V4L2 FPGA - Introduction - Overview

From RidgeRun Developer Wiki
Revision as of 15:04, 17 July 2019 by Lleon (talk | contribs) (Making the subsystems more detailed)



  Index  




Project Structure

This project consists of three subsystems which allow for the acceleration of algorithms on custom hardware as shown in the following image:

V4L2 Data Flow

Frame Sink: allows sending video frames from a user application to an FPGA device connected through PCI-e. From the architecture perspective, a design could only have a Frame Sink and a hardware accelerator for controlling a display or a series of devices, which interacts with the incoming video stream.

HW accelerator: this subsystem allows for the processing of frames by complex algorithms. Algorithms implemented in hardware are less power-intensive, faster and allow for massive parallelism. An example of an HW accelerator is a demosaicing accelerator, which involves three convolutions running simultaneously at 8 pixels per clock each.

Frame Grabber: allows capturing frames from a PCI-e connected FPGA device. A possible design can only have this subsystem, making possible to connect a camera to the FPGA directly and perform the deserializing, decoding and demosaicing without adding any overhead to the system processor, which will receive the frames ready for their consumption.

FPGA

A Field Programmable Gate Array (FPGA) is an integrated circuit which can be configured after manufacturing. The FPGA allows implementing heavy computational algorithms described as hardware and offering massive parallelism, which leads to multi-pipeline architectures and vectorial computing.

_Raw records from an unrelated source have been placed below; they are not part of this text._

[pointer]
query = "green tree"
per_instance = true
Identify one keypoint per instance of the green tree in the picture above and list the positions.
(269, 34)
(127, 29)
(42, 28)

One of the key strengths of FPGA is its capability of implementing software algorithms on hardware, which can be run at one computation per clock or even more, depending on the optimization techniques employed for parallelizing during the hardware description. In the field of Image Processing, custom image processing applications can be described as hardware on FPGA. It allows accelerating algorithms to the limits and achieving better performance in terms of GLOPS/Watt, resulting in high-performance computation with a lower consumption than GPUs.

Another main advantage of the FPGA is the possibility of reconfiguring it on-demand, making possible to change the accelerators when they are required.

PCIe

PCI Express is a high-speed communication standard. PCI-e slots can contain multiple lanes allowing for further speed-up by transmitting information in each slot by parallel. PCI-e is the common interface for devices with high bandwidth requirements such as GPUs, Wi-Fi cards, Solid-State disks and, now FPGAs.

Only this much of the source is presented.